Global duty free and travel retail company Dufry reported that sales declined by 21.4 percent during the first three months of 2020, including 55.9 in March alone, adding in its trading guidance that revenues in April were off 94.1 percent due to the COVID-19 pandemic.
In North America, Dufry sales during Q1 declined by 24 percent compared to the same period in 2019, falling from US$456 million to US$341 million, with duty-free especially impacted due to declines in international and Chinese customers.
In Central and South America, Q1 sales were off 16.3 percent, the company said.
Dufry said it had taken numerous steps to shore up its operations and finances to weather the current disruption, including renegotiating with airports and other travel venues to reduce rents, and reducing costs by making use of government support when possible and implementing voluntary salary reduction schemes.
It also boosted its financial liquidity position by slightly more than US$1 billion through several initiatives, including additional credit lines, the selling of new shares and bonds, and suspending dividends.

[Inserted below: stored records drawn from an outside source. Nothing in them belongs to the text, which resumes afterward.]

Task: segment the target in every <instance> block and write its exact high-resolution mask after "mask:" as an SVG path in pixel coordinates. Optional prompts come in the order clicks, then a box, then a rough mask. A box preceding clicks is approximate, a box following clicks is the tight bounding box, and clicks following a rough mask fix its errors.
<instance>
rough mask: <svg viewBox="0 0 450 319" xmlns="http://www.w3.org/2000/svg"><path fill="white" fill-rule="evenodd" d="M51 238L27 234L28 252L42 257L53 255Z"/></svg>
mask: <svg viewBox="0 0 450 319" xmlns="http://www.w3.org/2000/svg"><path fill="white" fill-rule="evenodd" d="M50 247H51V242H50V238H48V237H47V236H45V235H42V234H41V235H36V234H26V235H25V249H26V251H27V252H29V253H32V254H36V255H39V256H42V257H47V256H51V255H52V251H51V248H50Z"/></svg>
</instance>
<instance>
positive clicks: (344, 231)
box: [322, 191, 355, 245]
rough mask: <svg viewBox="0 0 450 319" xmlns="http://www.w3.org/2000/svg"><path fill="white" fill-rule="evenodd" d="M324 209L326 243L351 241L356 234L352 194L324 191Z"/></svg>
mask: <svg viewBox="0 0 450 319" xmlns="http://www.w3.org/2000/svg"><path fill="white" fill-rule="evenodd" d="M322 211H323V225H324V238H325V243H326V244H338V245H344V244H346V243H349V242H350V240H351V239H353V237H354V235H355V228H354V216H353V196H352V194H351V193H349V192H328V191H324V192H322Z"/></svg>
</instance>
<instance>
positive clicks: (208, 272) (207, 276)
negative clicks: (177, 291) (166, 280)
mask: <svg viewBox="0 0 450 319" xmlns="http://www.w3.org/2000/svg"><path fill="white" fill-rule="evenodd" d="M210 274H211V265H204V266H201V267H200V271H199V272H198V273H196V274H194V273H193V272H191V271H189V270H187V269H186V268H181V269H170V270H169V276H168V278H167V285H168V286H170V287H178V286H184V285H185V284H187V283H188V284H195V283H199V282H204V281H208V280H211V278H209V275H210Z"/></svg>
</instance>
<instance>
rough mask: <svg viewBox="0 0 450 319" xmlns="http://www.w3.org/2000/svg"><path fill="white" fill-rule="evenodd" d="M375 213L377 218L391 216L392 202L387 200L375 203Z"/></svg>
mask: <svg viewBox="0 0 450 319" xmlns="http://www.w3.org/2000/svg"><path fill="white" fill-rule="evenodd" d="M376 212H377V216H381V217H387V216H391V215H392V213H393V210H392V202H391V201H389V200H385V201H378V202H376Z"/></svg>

In a trading note that accompanied the financial report, Dufry said it is not offering full year guidance, but said, “As expected, the business environment remained tough during April, with travel restrictions in place in most locations. Thus, sales stood at -94.1 percent in April periodic.”
“Looking forward, Dufry has already developed a recovery plan on a location-by-location basis and is ready to resume operations as soon as travel restrictions are lifted,” Julián Díaz, CEO of Dufry Group, said is a statement. “Despite the currently challenging environment, we are strongly convinced that the business will recover as we have seen in previous occasions and we are well prepared to serve customers as soon as circumstances allow.”